Notice how Thorat concedes that a negative response to question 2 might relate not just to the caste affiliation of someone, presumably domestic help, entering the kitchen but might refer more broadly to those who work in the home, irrespective of caste.

This is a rather astonishing concession, since if true, a negative response to the second question might well — as I conjecture — have as much to do with concerns, say, about the hygienic standards of one’s domestic help as anything to do with caste prejudice. Again, the poor design of the question makes it impossible to separate out these two possibilities.
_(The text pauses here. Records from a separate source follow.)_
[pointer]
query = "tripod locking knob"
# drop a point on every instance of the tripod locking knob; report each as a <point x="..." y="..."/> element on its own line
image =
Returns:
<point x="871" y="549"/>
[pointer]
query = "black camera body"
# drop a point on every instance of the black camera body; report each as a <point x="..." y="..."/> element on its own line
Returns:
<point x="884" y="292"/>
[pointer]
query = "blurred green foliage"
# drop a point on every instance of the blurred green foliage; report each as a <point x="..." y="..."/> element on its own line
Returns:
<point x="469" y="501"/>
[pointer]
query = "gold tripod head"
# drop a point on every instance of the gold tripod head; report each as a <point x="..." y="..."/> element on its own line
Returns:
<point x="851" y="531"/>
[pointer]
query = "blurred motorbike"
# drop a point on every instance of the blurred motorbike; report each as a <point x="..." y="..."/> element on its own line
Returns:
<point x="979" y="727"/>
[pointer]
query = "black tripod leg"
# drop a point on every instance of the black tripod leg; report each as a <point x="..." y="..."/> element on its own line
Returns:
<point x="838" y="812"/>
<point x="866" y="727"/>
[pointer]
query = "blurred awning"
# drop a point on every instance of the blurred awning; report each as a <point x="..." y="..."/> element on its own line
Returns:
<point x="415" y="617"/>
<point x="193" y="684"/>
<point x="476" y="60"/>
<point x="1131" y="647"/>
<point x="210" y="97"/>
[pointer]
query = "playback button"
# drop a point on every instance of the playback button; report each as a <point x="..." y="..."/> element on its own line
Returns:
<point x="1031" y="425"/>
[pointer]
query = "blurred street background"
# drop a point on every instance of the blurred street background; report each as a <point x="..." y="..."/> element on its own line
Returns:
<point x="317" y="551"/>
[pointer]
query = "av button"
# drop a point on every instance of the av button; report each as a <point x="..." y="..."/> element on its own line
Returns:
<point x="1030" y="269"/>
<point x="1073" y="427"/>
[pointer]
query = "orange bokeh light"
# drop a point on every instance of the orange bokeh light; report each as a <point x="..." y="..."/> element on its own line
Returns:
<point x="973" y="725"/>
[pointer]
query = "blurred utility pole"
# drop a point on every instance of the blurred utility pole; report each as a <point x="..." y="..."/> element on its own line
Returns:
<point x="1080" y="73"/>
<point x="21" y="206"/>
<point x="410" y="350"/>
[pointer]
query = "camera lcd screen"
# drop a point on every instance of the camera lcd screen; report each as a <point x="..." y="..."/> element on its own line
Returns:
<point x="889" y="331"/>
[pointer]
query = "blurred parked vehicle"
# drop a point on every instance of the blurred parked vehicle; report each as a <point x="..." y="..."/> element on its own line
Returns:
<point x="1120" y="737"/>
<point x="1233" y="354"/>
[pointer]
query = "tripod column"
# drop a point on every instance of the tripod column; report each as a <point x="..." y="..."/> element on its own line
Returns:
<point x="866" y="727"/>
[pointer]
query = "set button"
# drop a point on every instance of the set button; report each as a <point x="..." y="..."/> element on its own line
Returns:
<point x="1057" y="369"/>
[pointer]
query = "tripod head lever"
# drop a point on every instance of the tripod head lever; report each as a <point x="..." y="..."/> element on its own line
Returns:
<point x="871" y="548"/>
None of this is to suggest that caste prejudice doesn’t exist in India. Most certainly it still does. What is at issue here is how widespread it remains and how reliable the evidence from this survey actually is, given the poor design of the questionnaire.

Some who attacked me have argued that those who harbour caste prejudice use hygiene as a cover for that. This is an interesting hypothesis, perhaps even a plausible one, except that the survey gives us no way to get a handle on this possibility. That’s especially true of a poorly worded question conflating caste and hygiene, thereby making it impossible to separate out those who have legitimate concerns about hygiene and kitchen access versus those who use it as an excuse to practice caste prejudice.

One does also have to ask, why did news organisations, which presumably had access to the full survey, report only the findings on caste prejudice and not discuss the report’s other findings on household attitudes? Thorat himself blogged only on these two questions.

Is it because of the sensational shock value of the claim that nearly a third of Indians “practice untouchability”? Barring other possibilities, that would appear to be the most plausible inference.

Unfortunately, the shroud of political correctness and affirmative action that surround questions of caste make it impossible to have a mature and nuanced conversation which tries to disentangle legitimate questions of hygiene — irrespective of caste — with questions of caste prejudice. The fact that caste prejudice has, historically, often been cast in terms of ritual purity does not make such a debate illegitimate — but it does make the politically correct brigade squeamish.

Many of the glib and quite a few of the abusive messages I got asserted that hand washing with soap could solve the hygiene problem. And here’s an elaboration of the same point in a full-fledged column: “Now if the rest of us can take care of hygiene by using soap, why can’t the domestic worker who cleans the bathroom wash her hands with the same soap and proceed to the kitchen to cook a meal?”

Presumably, then, such individuals don’t brush their teeth, shower, use sanitary napkins, visit the doctor if they have troubling symptoms — because the magic of hand washing with soap has solved every conceivable problem related to hygiene — including grime under the fingernails, lice, body odour, and vaginal infections, to name just a few.

If hygiene were as simple as washing one’s hands, one would imagine that hospitals might have sanitary staff also doubling in the kitchen. Would you check yourself into such a hospital? I presume not. I’m afraid that, according to the logic of India’s journalistic elite, makes you a casteist bigot.

Those who chant the mantra of “hand washing with soap” either use this to silence legitimate debate around hygiene, or — more worryingly — simply don’t understand what hygiene involves — and this from some of the best educated people in India!

It’s far easier to simply label anyone who expresses legitimate concern about how to interpret a poorly designed survey on caste prejudice as a casteist bigot, since this shuts off any possibility of a serious conversation. Further, it reinforces a particular narrative, that Hinduism is irredeemably regressive, which, one presumes, is the real agenda.